Он спрятал свое смущение за широкой улыбкой.
– Я хотел поговорить о твоем покойном дяде.
– ? – Она вопросительно взглянула на него.
– Помнится, ты говорила, что он жаловался на печень и обращался к варшавским знаменитостям. А на сердце он никогда не жаловался?
– Нет, не припоминаю.
– Ты говорила еще, что дядя совершенно не пил водки. А может быть, он просто скрывал от тебя? Ты ведь редко его видела.
– Редко, это верно. Но почти каждый год мы проводили вместе два-три месяца. Летом. Дядя брал обычно отпуск. И я никогда, ни при каких обстоятельствах не видела, чтобы он выпил хоть рюмку.
– А в Сопоте у дяди было много знакомых?
– Ты знаешь, нет. Меня это даже несколько удивляло. Я его иногда спрашивала, почему он ведет такой замкнутый образ жизни. И он объяснял это тем, что в рейсах никогда не удается побыть одному и от людей устаешь. А потому на берегу хочется уединения, покоя и тишины.
– Перед последним рейсом ты с ним виделась?
– Да. Он приезжал в Варшаву. За письмами Мне тогда он показался каким-то странным. Я спросила, как он себя чувствует. Он ответил, что хорошо и печень в последнее время его почти не беспокоит. А за несколько часов до отъезда он вдруг ни с того ни с сего без всякого вступления спросил, стала бы я жить вместе с ним, если бы он перестал плавать. Я удивилась: «Ты хочешь, чтобы я переехала в Сопот? Но ведь я же учусь». Он ответил: «Нет, я хочу встать на прикол и бросить якорь в Варшаве. Заживем вместе, ты бросишь работу – того, что у меня есть, хватит на двоих». Я спросила: «Когда это?», он ответил: «Может, уже скоро. Я сообщу». И больше я его не видела. На этот раз даже ни одной открытки не получила.

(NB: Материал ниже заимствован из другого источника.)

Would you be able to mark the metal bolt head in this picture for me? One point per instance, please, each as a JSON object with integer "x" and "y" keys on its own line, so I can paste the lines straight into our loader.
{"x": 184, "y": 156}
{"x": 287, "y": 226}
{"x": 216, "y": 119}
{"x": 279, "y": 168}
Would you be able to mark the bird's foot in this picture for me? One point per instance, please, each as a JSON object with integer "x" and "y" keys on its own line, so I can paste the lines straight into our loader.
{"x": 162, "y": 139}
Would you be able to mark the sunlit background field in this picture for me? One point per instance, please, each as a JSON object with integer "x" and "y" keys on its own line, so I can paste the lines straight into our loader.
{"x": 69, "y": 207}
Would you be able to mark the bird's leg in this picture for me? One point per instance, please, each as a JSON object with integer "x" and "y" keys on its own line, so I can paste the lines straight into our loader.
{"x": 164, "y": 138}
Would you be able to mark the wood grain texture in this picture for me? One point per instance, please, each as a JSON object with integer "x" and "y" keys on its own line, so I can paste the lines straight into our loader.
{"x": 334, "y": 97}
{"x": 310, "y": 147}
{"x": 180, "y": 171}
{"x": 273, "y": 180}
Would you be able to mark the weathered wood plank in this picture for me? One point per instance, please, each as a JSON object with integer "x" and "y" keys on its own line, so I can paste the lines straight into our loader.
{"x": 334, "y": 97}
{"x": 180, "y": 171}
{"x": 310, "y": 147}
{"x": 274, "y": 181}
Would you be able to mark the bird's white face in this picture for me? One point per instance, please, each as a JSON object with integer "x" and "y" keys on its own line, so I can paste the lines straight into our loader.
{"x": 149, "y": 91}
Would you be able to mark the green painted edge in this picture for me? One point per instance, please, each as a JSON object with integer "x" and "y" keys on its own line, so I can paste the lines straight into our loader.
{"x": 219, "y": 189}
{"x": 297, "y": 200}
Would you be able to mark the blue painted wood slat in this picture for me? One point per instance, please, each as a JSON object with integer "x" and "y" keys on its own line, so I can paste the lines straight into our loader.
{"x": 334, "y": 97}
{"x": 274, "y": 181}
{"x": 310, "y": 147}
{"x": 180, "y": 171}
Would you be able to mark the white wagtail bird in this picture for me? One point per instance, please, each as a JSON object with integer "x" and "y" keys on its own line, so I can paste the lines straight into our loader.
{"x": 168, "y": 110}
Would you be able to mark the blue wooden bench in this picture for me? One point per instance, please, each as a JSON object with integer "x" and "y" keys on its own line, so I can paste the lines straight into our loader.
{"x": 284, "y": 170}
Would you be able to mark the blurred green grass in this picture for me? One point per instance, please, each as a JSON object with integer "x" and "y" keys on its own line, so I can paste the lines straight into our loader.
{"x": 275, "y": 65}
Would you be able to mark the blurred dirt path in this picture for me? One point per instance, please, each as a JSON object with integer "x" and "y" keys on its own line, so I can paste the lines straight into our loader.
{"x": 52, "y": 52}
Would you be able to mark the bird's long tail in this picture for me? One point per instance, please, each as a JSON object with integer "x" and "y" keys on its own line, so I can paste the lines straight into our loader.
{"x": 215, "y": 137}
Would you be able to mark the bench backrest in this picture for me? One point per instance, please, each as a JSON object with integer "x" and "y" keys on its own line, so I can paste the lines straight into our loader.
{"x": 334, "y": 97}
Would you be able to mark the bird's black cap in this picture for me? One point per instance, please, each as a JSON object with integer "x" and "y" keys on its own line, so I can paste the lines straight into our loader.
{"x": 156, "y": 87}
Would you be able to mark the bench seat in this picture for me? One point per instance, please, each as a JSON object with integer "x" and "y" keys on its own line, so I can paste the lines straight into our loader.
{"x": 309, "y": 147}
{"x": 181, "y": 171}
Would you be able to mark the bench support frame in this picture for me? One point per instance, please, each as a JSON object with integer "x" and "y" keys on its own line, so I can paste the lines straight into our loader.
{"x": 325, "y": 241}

– А после его смерти на твой адрес приходили из-за границы письма?
– Нет. Только то, которое я тебе показывала. Как-то странно все это. Тебе не кажется?
Он решил пойти ва-банк:
– Мне кажется, что следствие надо возобновить. Но если я сумею решить этот вопрос – я работаю теперь в милиции – и если вдруг окажется, что это твое наследство, возможно, даже очень значительное, придется сдать в фонд государства, поскольку оно незаконного происхождения, согласишься ли ты на выявление истины?
Она оперлась на руку и молчала. На ее лице читалась растерянность. Потом она посмотрела ему прямо в глаза:
– Какой бы ни была эта истина и какие бы последствия, – это слово Янка подчеркнула интонацией, – она за собой ни повлекла, я хочу ее знать.